A desaceleração do mundo em desenvolvimento fica ainda mais acentuada quando os gigantes China e Índia são excluídos. Sem esses dois países, o crescimento dos emergentes foi quase igual ao dos ricos nos últimos oito anos, segundo dados do Instituto de Finanças Internacionais (IIF). 

“Isso enfraquece uma das premissas referentes aos países emergentes – eles seriam, supostamente, um caso de alto crescimento, de convergência tradicional”, disse Robin Brooks, economista-chefe do instituto, que observou estagnação secular nos mercados emergentes, o que significa um crescimento lento de mais longo prazo. 

Os economistas atribuem o fenômeno a fatores como queda dos preços das commodities, protecionismo comercial e automação, que reduz a necessidade de mão de obra barata. Isso explica por que esses países estão recebendo menos investimentos e desacelerando. A pandemia, que está devastando os sistemas de saúde e as economias de muitos países de baixa renda, é o fator mais recente. 

Isso se deve, em parte, à fragilidade da demanda pelas commodities exportadas pelos emergentes, como petróleo, e à previsão de que países ricos, como os EUA, repatriarão parte da produção de bens, como equipamentos de saúde, que hoje está nos emergentes. 

Muitos países mais pobres têm grandes parcelas de suas populações em idade ativa empregada em setores duramente atingidos pela covid-19, como transportes, construção e turismo.

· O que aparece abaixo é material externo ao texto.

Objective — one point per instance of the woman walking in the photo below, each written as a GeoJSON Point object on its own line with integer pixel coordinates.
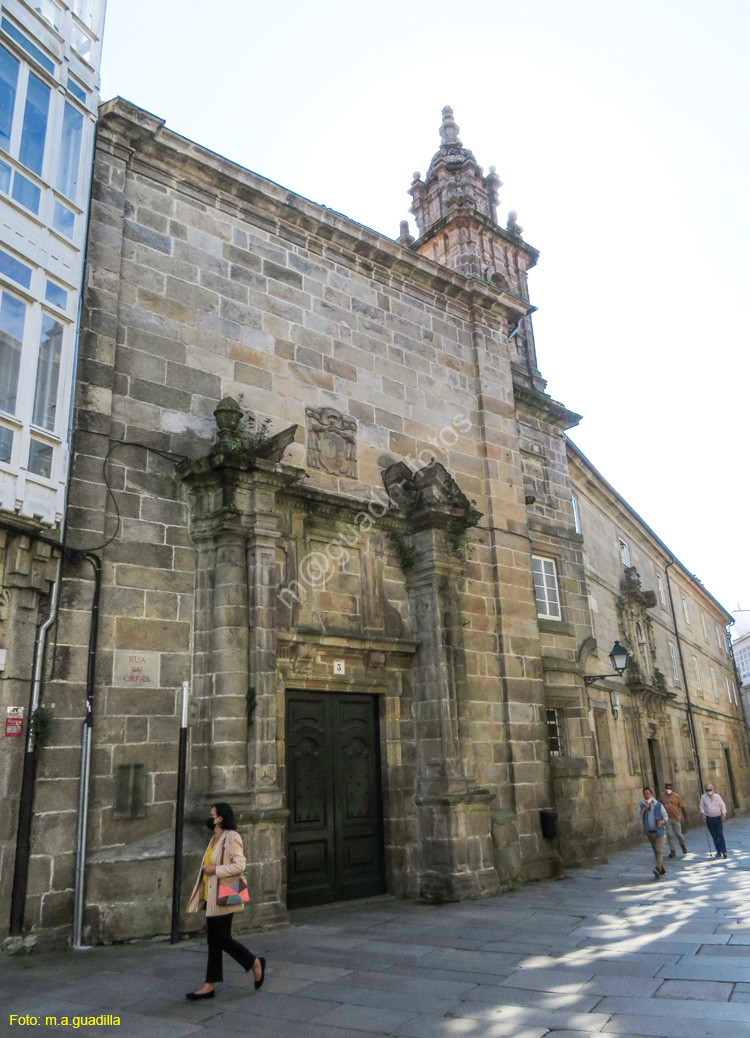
{"type": "Point", "coordinates": [223, 857]}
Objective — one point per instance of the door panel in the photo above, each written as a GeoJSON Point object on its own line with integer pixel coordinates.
{"type": "Point", "coordinates": [311, 864]}
{"type": "Point", "coordinates": [335, 829]}
{"type": "Point", "coordinates": [359, 844]}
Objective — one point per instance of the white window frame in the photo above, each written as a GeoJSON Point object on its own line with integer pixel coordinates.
{"type": "Point", "coordinates": [728, 688]}
{"type": "Point", "coordinates": [548, 567]}
{"type": "Point", "coordinates": [673, 658]}
{"type": "Point", "coordinates": [576, 514]}
{"type": "Point", "coordinates": [625, 551]}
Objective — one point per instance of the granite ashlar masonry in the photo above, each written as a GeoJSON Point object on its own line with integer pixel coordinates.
{"type": "Point", "coordinates": [317, 465]}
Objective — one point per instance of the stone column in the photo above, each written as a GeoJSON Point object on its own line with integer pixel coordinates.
{"type": "Point", "coordinates": [229, 665]}
{"type": "Point", "coordinates": [267, 835]}
{"type": "Point", "coordinates": [234, 520]}
{"type": "Point", "coordinates": [454, 834]}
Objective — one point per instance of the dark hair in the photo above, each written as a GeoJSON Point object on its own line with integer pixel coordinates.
{"type": "Point", "coordinates": [224, 812]}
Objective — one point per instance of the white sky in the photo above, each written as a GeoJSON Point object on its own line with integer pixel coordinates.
{"type": "Point", "coordinates": [620, 132]}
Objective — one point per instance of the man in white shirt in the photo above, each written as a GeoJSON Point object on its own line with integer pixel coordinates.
{"type": "Point", "coordinates": [714, 811]}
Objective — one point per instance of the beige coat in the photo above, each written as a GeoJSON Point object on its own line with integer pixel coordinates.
{"type": "Point", "coordinates": [233, 866]}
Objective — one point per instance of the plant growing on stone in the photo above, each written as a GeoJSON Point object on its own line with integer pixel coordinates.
{"type": "Point", "coordinates": [40, 727]}
{"type": "Point", "coordinates": [405, 549]}
{"type": "Point", "coordinates": [246, 436]}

E os governo não têm recursos para injetar incentivos em grande escala, como estão fazendo os países mais ricos. 

Já trabalhadores migrantes que vivem no exterior estão enviando menos dinheiro a suas famílias nos países de origem, o que prejudica de El Salvador às Filipinas. 

No Brasil, o desemprego subiu e o FMI diz que a economia cairá 9% neste ano. O crescimento da Indonésia no primeiro trimestre foi o mais lenta desde 2001. 

O FMI prevê que as economias avançadas enfrentarão uma queda mais acentuada do crescimento do que os países em desenvolvimento neste ano, mas que, no ano que vem, os dois grupos se expandirão a um ritmo relativamente semelhante – de cerca de 5% para as economias avançadas e de 6% para os mercados emergentes e países em desenvolvimento. 

Nas décadas que se seguiram à Segunda Guerra Mundial, países do Leste da Ásia relativamente pobres, como Cingapura, Japão e Coreia do Sul, cresceram aceleradamente – seus cidadãos, por exemplo, ficaram tão ricos, ou até mais, que os das economias avançadas – com o crescimento da indústria de transformação de exportação. 

Após o fim da Guerra Fria, países menos desenvolvidos recém-saídos do regime comunista, como Polônia, Lituânia e Bulgária, cresceram mais rapidamente do que os da União Europeia, em média, a ponto de alguns quase os alcançarem em termos de riqueza, após investidores estrangeiros terem injetado recursos em suas economias recém-abertas. 

Mas, em 2016, Christine Lagarde, à época diretora-gerente do FMI, soou o alerta de que o mundo em desenvolvimento estava desacelerando sua taxa de crescimento e advertiu que a comunidade mundial “não tem condições financeiras de arcar com os custos da paralisação da convergência”. 

Considere a Indonésia, o quarto país mais populoso do mundo. Seu crescimento anual, que teve uma média de quase 7% entre os anos 70 e meados dos anos 90, desacelerou nas últimas duas décadas para 5%. A participação do setor manufatureiro na economia vem caindo e atrai cada vez menos investimentos estrangeiros. Com isso, os jovens estão deixando aldeias para empregos de baixa produtividade no setor de serviços informais, como vendedores ambulantes e motoristas de entrega de alimentos. 

Para piorar, as restrições a viagens e à mobilidade vinculadas a pandemia atingiram setores fundamentais como os de varejo e turismo. O FMI prevê uma contração da economia neste ano, que, se se confirmar, será a primeira desde a crise financeira asiática. 

Alguns economistas dizem que, se o país continuar a depender de recursos naturais e de mão de obra barata para crescer, até mesmo manter uma taxa de 5% poderá se revelar difícil. 

“No passado, tudo indicava que os países em desenvolvimento cresciam naturalmente mais rápido e que poderiam alcançar as economias mais avançadas ou desenvolvidas”, disse Siwage Dharma Negara, do ISEAS Yusof Ishak Institute, um centro de pesquisa em Cingapura. “Mas recentemente observamos um comportamento muito diferente.”